Yuliang-Liu / VimTS

VimTS: A Unified Video and Image Text Spotter
GNU General Public License v3.0
72 stars 6 forks source link

能否在领域内进行多语言OCR微调 #4

Open Mistsink opened 3 months ago

Mistsink commented 3 months ago

您好!这份工作真的很棒,我正在寻找OCR的SOTA离线模型。如题所述,我想在自己的demo中使用这个模型,就之前我尝试的模型中,Azure的OCR效果最好,请问VimTS与Azure的对比效果如何呢?https://portal.vision.cognitive.azure.com/demo/extract-text-from-images 如果我进行领域内微调的话,可以直接使用Azure的OCR结果来微调吗?大概需要多少张图片才能比较好地展现性能呢?以及是否支持多语言呢?如果需要另外修改能否麻烦给一些指导建议😂感谢🙏 最后非常感谢您的工作!期待您的回复。

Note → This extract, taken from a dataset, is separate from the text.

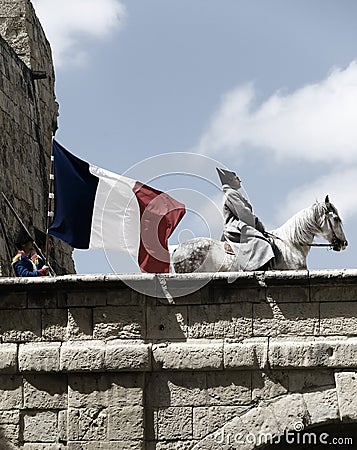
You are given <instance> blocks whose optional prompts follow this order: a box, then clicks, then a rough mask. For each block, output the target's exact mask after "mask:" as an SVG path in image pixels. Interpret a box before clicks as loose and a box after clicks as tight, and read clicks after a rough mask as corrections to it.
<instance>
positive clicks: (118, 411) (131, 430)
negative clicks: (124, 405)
mask: <svg viewBox="0 0 357 450" xmlns="http://www.w3.org/2000/svg"><path fill="white" fill-rule="evenodd" d="M108 440H110V441H134V440H138V441H139V440H141V441H143V440H144V409H143V407H142V406H124V407H122V408H118V407H110V408H108Z"/></svg>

Yuliang-Liu commented 3 months ago

Hi there,

We did not compare our method with Azure. However, I believe Azure uses a significantly larger amount of data compared to our approach. Our method utilizes only the limited amount of training data listed in the paper.

Yes, you can use Azure's OCR results for fine-tuning. As for the quantity, I recommend using as many as possible, but I cannot provide an exact number.

No, our method does not support multilingual functionality. To achieve multilingual support, you can simply add more multilingual data.

Feel free to ask if you have any further questions.

Mistsink commented 3 months ago

Thank the very much for your reply. I am not familiar with tasks in the CV field. If I want to implement multilingual functionality using a custom dictionary, where should I make the modifications? Also, are there any specific requirements for the format of the training data? In your opinion, for my issue, which is more appropriate: fine-tuning the weights or retraining from scratch?

mxin262 commented 1 month ago

You can build your data based on the annotations we provide. I think fine-tuning the weights would be better.